Tuesday, March 18, 2008

US Spy Boss: Iraq WMD Intel Failure Just 'A Bad Hair Day'

ABC News
U.S. Spy Boss: Iraq WMD Intel Failure Just 'A Bad Hair Day'
Thomas Fingar
Thomas Fingar, deputy director of National Intelligence for analysis and chairman of the National Intelligence Council, testifies before the Senate Armed Services Committee on Capitol Hill February 27, 2007 in Washington, D.C. Fingar testified on current and future worldwide threats to the national security of the United States, including the situations in Iraq, Afghanistan, North Korea and Iran. (Getty)

Calls Intel on Whether Iraq Had Nuclear Weapons 'The Single Worst Product' He Had Seen in His Career

By BRIAN ROSS

March 18, 2008—

The failure of U.S. intelligence in assessing Iraq's weapons of mass destruction was like "a yearbook photo on your worst hair day ever," according to one of the country's top spy bosses, Thomas Fingar, deputy director of National Intelligence.

Fingar made the comment in defending the overall quality of U.S. intelligence during an appearance at the Council of Foreign Relations in New York, five years to the week after the 2003 start of the Iraq war.
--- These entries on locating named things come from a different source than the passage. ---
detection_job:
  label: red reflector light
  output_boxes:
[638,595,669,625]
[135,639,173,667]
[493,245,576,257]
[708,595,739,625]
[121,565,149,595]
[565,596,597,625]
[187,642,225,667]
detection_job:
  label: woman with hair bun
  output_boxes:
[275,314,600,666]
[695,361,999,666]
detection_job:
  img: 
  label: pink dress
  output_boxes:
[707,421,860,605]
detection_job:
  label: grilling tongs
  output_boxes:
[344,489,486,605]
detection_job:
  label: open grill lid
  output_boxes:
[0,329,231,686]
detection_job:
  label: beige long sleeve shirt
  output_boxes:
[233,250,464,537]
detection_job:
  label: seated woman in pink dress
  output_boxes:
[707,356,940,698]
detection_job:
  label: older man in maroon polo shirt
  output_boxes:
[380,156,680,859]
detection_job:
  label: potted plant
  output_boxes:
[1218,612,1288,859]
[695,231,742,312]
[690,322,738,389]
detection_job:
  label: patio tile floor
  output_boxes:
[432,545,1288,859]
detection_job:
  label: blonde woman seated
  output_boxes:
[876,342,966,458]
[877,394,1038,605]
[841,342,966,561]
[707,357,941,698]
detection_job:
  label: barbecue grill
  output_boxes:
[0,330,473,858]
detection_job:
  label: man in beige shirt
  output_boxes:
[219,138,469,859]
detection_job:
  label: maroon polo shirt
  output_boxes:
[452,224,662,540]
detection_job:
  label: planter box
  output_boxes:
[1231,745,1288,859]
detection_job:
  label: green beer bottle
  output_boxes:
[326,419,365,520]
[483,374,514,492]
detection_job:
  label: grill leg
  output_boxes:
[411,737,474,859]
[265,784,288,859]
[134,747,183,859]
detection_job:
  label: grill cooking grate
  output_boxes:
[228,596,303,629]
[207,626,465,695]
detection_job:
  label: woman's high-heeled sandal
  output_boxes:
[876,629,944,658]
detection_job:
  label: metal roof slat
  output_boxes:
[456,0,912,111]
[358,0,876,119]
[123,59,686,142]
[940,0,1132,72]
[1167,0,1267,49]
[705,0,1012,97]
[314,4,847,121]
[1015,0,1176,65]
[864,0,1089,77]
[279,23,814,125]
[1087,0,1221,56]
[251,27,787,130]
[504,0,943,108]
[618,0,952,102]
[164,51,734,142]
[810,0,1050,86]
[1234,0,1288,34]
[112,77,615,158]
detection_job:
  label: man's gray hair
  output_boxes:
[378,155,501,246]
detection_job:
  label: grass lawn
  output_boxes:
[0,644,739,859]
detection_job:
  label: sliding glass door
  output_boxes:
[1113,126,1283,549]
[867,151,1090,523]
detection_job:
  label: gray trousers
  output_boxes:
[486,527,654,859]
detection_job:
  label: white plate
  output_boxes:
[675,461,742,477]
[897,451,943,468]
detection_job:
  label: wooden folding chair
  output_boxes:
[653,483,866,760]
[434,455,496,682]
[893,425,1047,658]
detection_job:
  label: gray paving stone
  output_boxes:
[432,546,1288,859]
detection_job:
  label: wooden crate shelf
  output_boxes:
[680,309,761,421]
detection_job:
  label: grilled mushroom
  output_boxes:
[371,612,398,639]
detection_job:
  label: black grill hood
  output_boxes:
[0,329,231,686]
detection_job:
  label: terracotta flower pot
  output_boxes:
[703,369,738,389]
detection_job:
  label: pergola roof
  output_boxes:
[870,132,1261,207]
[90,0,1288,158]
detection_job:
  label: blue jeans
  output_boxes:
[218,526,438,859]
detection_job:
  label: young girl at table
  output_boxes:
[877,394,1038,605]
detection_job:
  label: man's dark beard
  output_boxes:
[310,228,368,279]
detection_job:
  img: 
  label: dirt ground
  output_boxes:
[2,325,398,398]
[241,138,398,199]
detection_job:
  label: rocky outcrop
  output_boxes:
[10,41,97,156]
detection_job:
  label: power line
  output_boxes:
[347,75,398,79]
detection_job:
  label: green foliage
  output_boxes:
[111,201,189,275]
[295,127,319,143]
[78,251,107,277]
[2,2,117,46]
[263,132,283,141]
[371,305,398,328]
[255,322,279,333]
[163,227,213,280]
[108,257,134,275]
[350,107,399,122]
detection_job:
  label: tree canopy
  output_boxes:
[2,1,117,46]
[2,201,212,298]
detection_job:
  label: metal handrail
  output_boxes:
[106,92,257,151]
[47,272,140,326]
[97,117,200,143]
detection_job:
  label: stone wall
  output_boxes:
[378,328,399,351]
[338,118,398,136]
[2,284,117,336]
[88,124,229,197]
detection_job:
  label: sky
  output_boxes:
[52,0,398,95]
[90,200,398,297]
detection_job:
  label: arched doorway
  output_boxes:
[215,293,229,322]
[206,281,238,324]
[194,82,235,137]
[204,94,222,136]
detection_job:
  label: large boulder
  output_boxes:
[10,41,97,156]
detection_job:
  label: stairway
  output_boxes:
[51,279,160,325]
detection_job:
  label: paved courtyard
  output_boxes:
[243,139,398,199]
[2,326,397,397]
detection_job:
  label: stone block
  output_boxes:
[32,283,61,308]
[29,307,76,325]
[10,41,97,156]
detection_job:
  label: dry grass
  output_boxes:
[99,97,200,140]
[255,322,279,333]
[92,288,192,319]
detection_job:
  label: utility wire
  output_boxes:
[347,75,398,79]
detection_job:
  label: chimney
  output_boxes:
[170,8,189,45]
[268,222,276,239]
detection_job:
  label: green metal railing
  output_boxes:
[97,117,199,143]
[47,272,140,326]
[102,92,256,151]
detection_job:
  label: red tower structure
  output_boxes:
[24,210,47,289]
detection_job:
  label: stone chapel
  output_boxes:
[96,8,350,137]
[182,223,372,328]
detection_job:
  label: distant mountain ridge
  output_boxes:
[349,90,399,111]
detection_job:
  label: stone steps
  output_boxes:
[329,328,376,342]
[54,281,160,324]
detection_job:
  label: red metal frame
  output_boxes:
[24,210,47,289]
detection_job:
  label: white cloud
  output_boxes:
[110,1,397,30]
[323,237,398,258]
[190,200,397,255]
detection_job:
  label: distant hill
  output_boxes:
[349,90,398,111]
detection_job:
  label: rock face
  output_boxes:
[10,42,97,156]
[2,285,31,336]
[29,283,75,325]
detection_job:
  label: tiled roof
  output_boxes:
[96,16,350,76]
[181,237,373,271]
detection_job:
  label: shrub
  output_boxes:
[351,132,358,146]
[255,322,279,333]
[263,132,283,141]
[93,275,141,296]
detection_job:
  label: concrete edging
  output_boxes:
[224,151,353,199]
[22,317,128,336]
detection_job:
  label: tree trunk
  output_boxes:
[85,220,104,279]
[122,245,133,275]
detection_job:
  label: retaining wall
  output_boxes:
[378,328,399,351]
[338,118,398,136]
At another point, Fingar called the U.S. assessment of whether Iraq had nuclear weapons "the single worst product" he had seen in his 38 years serving in various U.S. intelligence agencies.

Fingar, who was at the State Department in 2003, says he has since instituted a number of new procedures to prevent a repeat of the intelligence failure that led to the U.S. invasion of Iraq, costing more than 3,900 American lives and tens of thousands of Iraqi lives.

Fingar said the CIA and other intelligence gatherers are required to better "scrub" information from their sources, and that intelligence analysis better reflects dissenting views.

CIA estimates on Iraq's weapons of mass destruction relied heavily on an Iraqi informant code-named "Curveball," who was later found to have fabricated his claims.

A former CIA official, Tyler Drumheller, told ABC News he was ignored when he tried to warn his superiors that "Curveball," controlled by the German secret service, was an unreliable informant.